На самом деле этого даже слишком много: часть крови наверняка принадлежит Тибальту. Он давал мне ключ к собственным воспоминаниям, и это не то, чем фэйри легко делятся.
— Тибальт…
— Иди. — Он покачал головой. — Сейчас не время и не место.
Джули завопила, и он снова оттащил ее. Остальные кейт ши в человеческом обличье поднялись на ноги, их глаза светились во мраке. Это начинало напоминать сцену из фильма Хичкока. Я кивнула, сжимая рубашку, и ухитрилась изобразить неуклюжий поклон, перед тем как развернуться и пойти к выходу из переулка. Кошки расступились, пропуская меня, их голоса стихли за моей спиной, когда я переступила через разбросанные матрасы и подушки Тибальтова трона.
Выйдя на улицу и оказавшись перед восточным входом в парк «Золотые ворота», я оглянулась на опустевший переулок. Двор кошек никогда не оставался на одном месте надолго; стоило мне выйти наружу, как он, вероятно, переместился, оставив меня с испачканной рубашкой Тибальта.
Я расправила рубашку, рассматривая ее. Кровь свернулась темными пятнами, забрызгав переднюю часть и рукава. Я поцарапала крупное пятно ногтем. Не отходит. Ладно, попробую прямой метод. Я вернулась в переулок и поднесла рубашку к губам, чтобы облизать пятно. Вкус был ужасен — кровь, пот и грязь, но это был просто вкус, магия в нем отсутствовала. Я нахмурилась. Кровь высохла слишком давно; если я хочу оседлать ее, надо сначала ее пробудить. Может, оседлать кровь — самая плохая идея, но это единственная моя зацепка.

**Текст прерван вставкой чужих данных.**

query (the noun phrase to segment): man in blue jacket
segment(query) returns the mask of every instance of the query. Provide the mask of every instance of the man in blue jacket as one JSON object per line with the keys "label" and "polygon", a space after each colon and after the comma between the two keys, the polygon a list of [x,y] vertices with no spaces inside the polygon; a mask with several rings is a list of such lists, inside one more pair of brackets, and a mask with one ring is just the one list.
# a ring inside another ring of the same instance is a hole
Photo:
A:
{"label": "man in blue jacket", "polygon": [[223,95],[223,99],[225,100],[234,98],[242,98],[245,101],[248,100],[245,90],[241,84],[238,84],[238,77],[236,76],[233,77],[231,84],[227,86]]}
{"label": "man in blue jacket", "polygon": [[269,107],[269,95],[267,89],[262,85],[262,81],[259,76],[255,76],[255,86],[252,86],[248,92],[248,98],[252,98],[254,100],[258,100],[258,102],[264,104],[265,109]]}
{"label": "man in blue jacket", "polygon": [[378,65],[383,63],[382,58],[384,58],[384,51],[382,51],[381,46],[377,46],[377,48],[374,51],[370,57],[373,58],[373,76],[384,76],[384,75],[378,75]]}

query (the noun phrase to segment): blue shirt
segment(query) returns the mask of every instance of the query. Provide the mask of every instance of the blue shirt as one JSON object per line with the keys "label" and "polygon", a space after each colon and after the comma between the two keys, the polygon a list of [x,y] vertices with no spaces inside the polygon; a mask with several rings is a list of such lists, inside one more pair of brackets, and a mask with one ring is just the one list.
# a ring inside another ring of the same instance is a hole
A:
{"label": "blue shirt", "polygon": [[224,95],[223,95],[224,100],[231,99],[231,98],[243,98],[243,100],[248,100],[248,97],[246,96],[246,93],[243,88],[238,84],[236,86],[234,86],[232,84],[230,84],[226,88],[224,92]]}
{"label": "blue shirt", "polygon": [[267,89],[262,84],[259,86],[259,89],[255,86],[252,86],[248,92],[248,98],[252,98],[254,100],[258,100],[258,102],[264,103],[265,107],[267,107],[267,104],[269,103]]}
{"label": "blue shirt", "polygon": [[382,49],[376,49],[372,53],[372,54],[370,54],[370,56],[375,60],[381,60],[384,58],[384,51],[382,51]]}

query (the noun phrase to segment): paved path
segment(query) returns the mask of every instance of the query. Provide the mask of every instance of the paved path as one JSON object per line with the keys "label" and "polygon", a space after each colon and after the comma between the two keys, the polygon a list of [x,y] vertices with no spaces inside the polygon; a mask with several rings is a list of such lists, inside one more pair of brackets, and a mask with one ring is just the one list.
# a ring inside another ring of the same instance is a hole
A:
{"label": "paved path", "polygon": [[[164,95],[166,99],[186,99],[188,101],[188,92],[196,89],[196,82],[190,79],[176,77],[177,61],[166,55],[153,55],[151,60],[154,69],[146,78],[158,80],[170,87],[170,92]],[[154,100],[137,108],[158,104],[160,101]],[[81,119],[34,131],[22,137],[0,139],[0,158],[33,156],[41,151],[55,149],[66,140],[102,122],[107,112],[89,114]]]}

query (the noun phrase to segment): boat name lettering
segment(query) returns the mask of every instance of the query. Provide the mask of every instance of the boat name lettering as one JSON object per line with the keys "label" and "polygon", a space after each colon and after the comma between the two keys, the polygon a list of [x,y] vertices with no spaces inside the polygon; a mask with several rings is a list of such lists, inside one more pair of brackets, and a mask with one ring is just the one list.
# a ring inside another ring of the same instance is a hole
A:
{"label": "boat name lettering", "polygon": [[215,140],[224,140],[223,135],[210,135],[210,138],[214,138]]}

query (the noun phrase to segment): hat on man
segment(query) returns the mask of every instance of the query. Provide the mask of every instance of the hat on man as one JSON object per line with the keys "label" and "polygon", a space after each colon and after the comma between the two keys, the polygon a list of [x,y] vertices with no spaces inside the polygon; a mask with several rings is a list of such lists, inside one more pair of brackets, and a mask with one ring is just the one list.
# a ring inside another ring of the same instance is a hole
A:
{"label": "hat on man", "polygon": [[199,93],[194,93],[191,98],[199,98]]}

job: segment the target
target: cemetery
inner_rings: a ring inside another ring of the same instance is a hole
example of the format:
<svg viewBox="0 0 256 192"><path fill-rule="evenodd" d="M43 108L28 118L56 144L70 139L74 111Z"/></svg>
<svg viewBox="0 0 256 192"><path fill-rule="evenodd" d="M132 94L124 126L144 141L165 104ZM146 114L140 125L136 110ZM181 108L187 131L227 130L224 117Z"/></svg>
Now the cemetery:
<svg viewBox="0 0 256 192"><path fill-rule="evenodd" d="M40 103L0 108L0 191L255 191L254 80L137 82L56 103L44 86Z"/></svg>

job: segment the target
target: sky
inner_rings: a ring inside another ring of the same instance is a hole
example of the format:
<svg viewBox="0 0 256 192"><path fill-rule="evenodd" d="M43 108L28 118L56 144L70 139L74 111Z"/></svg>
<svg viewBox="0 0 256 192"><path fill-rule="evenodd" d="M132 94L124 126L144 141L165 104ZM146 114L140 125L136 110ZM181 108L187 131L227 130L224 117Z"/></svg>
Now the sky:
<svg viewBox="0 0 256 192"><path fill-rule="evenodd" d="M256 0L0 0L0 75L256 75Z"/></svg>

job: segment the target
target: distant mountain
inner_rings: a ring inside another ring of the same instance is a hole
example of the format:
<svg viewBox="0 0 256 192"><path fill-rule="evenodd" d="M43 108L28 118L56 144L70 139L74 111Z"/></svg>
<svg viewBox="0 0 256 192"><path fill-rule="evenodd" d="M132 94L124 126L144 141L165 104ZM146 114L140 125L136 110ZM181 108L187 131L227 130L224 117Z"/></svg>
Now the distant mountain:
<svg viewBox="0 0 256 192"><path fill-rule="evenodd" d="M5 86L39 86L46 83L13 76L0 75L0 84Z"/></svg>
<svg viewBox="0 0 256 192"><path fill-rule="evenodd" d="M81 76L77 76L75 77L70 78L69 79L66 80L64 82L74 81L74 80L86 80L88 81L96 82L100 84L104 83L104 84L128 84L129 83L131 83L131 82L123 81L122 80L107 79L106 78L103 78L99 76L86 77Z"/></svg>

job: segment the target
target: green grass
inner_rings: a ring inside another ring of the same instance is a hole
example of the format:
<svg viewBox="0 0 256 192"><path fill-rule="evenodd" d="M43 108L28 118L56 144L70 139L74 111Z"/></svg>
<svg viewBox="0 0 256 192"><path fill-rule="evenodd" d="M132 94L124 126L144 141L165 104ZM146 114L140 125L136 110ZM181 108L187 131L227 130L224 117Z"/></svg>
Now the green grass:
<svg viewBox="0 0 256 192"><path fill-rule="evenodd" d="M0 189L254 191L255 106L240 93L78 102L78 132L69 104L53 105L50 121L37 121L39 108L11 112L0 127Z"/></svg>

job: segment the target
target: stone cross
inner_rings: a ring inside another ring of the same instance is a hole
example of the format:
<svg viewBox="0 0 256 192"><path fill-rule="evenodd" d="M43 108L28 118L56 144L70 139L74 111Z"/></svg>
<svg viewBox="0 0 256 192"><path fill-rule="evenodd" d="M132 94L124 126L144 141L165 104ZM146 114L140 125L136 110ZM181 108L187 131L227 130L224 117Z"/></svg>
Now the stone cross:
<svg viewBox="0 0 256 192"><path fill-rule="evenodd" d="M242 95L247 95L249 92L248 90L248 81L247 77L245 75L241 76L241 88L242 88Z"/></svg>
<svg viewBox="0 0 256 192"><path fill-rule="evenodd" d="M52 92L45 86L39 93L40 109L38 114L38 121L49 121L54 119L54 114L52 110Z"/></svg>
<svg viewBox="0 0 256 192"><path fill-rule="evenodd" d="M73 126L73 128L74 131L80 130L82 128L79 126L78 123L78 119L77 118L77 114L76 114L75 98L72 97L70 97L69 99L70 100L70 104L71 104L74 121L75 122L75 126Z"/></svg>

Я повернулась посмотреть на парк через дорогу. Лили — ундина: вода — ее компетенция и владения, если кто-то и может пробудить кровь, это она. Может, идея ей и не понравится, но она, скорее всего, сделает, если я попрошу. Может, потом она даже простит меня.
Глава двадцать пятая
Марсия сидела в кассе, опираясь подбородком на руку. Я остановилась, пытаясь сообразить, что она делает здесь после заката, затем встряхнула головой и продолжила идти. Денег у меня при себе нет; надеюсь, она все равно мне впустит.
Она подняла голову, улыбнулась, когда я приблизилась, и прощебетала:
— Доброе утро! Лили сказала, что ты придешь и что я должна пойти и впустить тебя.
Я помедлила.
— Лили ждет меня?
— Разумеется! — ответила она, продолжая улыбаться. Я ожидала, что ее лицо треснет пополам. — Она была уверена, что ты придешь. Нам велено следить. — Она подалась вперед с заговорщическим видом, и я уловила блеск мази фэйри вокруг ее глаз. Может, ее кровь не так слаба, как я полагала. — Говоря по правде, я удивлена, что ты так долго.
— Верно,— медленно произнесла я. — Так мне следует…
— Просто иди. Лили ждет. — Ее улыбка угасла, послание передано, и она взглянула на меня со странной холодностью в ласковых голубых глазах.
— Хорошо.
Я в состоянии узнать неприязнь, когда вижу ее.
Я вошла в чайный сад, не глядя на воду, и направилась к самому высокому изогнутому лунному мосту. Его высшую точку почти скрывало сплетение вишневых веток, из-за чего казалось, будто он поднимается в бесконечность. Эта крошечная оптическая иллюзия более точна, чем кажется большинству людей; просто смертные глаза не видят всего пути вверх. Взявшись за перила, я начала подъем.
Ветки окружающих деревьев сплетались теснее и теснее, по мере того как я взбиралась наверх, и полностью скрыли меня, когда я ступила на воздух над видимой частью моста. Я продолжала подниматься, а они смыкались все плотнее, становясь прочным зеленым потолком. Последний шаг привел меня на плотную болотистую почву. Лили стояла на коленях около низкого столика неподалеку, лицом ко мне.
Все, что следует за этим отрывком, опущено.